Même dans les pays situés en-deçà de l’équateur, comme l’Argentine, le Brésil ou l’Australie, on prie pour la pluie quand c’est l’hiver en terre d’Israël. Et bien que, à pareille époque, ce soit l’été dans ces pays, on prie néanmoins pour la pluie selon l’hiver israélien, car la terre d’Israël est le pilier du monde, et le reste du monde y est rattaché. Quand on a besoin de demander la pluie pour le pays de sa résidence, on le fera dans la bénédiction Choméa’ téphila.

Mais dans les pays où la pluie cause des dommages en été, et bien qu’alors ce soit l’hiver en terre d’Israël, on ne peut demander la pluie dans le cadre de la bénédiction des années, car on ne saurait prier pour une chose susceptible de constituer une malédiction pour les habitants du pays. On dira toute l’année, dans de tels cas, le texte de l’été dans la bénédiction des années, et dans la bénédiction Choméa’ téphila, on demandera toute l’année la pluie : pendant l’hiver de ces contrées, on priera pour qu’il pleuve au lieu où l’on habite, et pendant l’hiver israélien, on priera pour qu’il pleuve en Israël.

Une habitante d’Israël ou de l’un des pays de l’hémisphère nord qui quitte le sol de son pays de résidence pour visiter un pays de l’hémisphère sud, continuera à prier pour la pluie selon les dates de l’hiver israélien, même si la pluie est source de dommage dans le pays où elle se trouve (puisque la voyageuse oriente sa pensée vers le pays où elle est établie de façon permanente) (Chi’ourim Hametsouyanim Bahalakha 19, 3).


[5]. Dans les pays proches de la terre d’Israël, dont le climat est aride et qui ont davantage besoin d’eau, on commence la prière pour la pluie en même temps que les habitants de la terre d’Israël, le soir du 7 ‘hechvan (Maïmonide, commentaire de la michna Taanit, chap. 1, Radbaz, Roua’h ‘Haïm de Rabbi ‘Haïm Falagi 117, 1).
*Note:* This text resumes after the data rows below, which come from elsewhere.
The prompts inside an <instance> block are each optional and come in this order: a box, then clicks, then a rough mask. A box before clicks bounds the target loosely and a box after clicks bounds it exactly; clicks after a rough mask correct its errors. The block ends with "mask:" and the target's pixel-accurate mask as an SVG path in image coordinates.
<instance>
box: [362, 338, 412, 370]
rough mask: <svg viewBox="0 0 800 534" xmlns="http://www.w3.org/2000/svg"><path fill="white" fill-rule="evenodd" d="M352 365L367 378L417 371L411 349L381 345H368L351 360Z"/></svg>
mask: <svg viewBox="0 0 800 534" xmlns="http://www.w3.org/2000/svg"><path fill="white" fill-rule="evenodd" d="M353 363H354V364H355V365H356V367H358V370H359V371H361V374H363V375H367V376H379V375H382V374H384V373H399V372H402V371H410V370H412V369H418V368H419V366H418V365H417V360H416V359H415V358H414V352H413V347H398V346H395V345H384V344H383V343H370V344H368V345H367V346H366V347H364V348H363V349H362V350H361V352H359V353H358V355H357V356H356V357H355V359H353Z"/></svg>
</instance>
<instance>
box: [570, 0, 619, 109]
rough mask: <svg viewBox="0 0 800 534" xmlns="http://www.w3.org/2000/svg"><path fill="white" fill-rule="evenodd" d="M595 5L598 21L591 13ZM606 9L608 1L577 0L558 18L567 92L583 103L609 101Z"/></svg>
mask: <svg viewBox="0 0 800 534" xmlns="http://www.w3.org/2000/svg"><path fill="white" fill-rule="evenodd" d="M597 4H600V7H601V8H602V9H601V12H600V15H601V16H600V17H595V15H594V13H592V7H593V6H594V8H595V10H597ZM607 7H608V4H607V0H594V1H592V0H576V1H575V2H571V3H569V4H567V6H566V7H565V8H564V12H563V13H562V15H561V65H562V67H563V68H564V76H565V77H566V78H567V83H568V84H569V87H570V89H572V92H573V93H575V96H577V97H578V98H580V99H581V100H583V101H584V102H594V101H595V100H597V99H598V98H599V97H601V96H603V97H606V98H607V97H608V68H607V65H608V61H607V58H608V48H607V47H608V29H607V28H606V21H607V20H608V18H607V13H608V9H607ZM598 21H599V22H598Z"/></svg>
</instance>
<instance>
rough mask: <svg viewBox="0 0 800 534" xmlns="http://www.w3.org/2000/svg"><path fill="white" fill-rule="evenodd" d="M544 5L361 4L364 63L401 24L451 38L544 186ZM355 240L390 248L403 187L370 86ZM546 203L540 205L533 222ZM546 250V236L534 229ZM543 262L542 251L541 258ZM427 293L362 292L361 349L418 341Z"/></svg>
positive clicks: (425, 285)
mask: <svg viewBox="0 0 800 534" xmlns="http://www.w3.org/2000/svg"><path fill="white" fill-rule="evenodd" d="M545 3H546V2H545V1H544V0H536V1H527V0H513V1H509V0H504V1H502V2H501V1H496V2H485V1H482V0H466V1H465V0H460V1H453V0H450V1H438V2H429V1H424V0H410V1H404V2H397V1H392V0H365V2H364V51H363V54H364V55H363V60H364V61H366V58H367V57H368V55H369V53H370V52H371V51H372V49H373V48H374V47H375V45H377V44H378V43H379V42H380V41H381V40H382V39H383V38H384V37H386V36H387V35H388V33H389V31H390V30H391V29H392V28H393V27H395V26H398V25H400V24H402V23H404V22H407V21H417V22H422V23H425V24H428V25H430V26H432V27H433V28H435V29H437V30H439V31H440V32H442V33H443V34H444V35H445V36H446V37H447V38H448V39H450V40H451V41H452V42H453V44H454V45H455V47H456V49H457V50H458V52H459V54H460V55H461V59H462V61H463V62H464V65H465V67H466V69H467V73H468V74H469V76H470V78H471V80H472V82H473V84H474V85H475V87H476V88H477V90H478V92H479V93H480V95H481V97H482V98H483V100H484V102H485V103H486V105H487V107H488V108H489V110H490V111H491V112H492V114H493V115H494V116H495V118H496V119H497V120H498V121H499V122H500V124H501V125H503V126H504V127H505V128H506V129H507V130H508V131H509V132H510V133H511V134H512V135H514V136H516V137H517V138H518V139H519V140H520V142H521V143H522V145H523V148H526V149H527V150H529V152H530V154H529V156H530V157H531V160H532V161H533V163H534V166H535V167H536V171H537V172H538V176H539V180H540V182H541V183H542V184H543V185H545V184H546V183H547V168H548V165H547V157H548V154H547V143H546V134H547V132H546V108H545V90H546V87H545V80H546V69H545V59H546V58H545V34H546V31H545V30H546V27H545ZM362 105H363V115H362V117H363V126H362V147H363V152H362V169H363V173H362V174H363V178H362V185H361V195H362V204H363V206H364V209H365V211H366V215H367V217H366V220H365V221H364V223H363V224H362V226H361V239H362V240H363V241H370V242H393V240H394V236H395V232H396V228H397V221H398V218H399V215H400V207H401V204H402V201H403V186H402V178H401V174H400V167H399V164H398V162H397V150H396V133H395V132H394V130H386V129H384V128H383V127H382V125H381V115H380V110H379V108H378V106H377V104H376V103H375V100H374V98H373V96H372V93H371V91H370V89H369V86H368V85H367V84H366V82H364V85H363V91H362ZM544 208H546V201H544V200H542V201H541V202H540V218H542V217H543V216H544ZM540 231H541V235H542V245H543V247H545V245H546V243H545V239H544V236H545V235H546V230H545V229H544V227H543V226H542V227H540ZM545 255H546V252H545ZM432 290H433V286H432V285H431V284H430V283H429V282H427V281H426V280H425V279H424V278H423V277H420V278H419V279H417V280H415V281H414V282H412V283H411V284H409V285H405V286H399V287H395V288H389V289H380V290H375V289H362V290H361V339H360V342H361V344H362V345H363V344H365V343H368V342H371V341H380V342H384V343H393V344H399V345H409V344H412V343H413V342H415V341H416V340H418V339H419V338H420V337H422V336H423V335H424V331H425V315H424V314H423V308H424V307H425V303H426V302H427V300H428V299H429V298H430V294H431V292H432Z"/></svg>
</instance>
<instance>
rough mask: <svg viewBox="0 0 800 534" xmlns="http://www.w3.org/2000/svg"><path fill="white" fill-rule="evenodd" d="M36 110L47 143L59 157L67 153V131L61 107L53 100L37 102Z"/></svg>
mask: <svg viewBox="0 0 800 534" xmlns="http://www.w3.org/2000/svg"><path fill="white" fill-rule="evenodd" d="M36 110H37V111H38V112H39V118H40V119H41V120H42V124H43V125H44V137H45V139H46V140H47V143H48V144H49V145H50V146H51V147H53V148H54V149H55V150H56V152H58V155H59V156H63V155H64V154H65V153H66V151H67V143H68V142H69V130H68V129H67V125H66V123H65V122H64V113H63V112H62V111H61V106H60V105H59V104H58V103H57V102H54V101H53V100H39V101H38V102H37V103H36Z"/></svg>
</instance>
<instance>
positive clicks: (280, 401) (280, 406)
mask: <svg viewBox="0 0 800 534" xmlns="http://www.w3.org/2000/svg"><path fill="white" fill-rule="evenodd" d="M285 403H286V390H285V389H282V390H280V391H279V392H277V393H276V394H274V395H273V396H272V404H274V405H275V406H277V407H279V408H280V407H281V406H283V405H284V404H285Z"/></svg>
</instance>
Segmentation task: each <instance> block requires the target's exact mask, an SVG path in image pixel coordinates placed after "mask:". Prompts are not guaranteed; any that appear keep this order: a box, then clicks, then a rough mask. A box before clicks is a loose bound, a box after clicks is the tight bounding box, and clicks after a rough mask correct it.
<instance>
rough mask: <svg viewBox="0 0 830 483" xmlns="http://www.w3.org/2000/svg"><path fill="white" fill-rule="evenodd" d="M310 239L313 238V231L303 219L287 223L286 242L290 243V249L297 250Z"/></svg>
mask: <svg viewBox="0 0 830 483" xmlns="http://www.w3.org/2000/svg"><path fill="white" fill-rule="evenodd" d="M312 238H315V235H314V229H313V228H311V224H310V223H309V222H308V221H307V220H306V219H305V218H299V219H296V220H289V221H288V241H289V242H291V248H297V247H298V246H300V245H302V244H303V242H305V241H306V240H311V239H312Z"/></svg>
[6]. Détails d’application :

Habitante de la terre d’Israël séjournant à l’étranger : 1) Si l’on a quitté Israël avant le 7 ‘hechvan, on inclura la prière pour la pluie (en disant Véten tal oumatar livrakha – « Donne une rosée et une pluie de bénédiction ») à l’intérieur de la bénédiction Choméa’ téphila, cela à partir du 7 ‘hechvan. 2) Si l’on a quitté Israël après le 7 ‘hechvan, puisqu’on a déjà commencé à prier pour la pluie, on continuera à le faire à l’intérieur de la bénédiction des années (Kaf Ha’haïm 13 au nom du Qécher Godel). 3) Si l’on a quitté Israël avec sa famille pour plus d’un an, on est considéré, durant cette période, comme résidant en-dehors de la terre d’Israël, et l’on adopte immédiatement l’usage local.

Habitante de diaspora séjournant en Israël : il est préférable qu’elle se conforme à l’usage des habitants d’Israël. Aussi, si elle a l’intention de repartir à l’extérieur d’Israël après le soixantième jour de l’équinoxe, elle priera pour la pluie comme les habitants d’Israël. Si elle a l’intention de repartir avant le soixantième jour de l’équinoxe, elle devra, selon certains, inclure la prière pour la pluie à l’intérieur de la bénédiction Choméa’ téphila (cf. Iché Israël 23, 37). Selon d’autres, elle priera pour la pluie selon l’usage des habitants de la terre d’Israël ; et une fois revenue à l’extérieur d’Israël, elle ne sera pas obligée de continuer à prier pour la pluie, mais il sera bon de le faire à l’intérieur de la bénédiction Choméa’ téphila (Yalqout Yossef 117, 17).

En toutes ces matières, il semble que, si l’on s’est involontairement comporté suivant l’une des opinions en présence (au lieu de prier pour la pluie dans la bénédiction Choméa’ téphila), il ne soit pas nécessaire de se reprendre (cf. Iché Israël 23, note 149).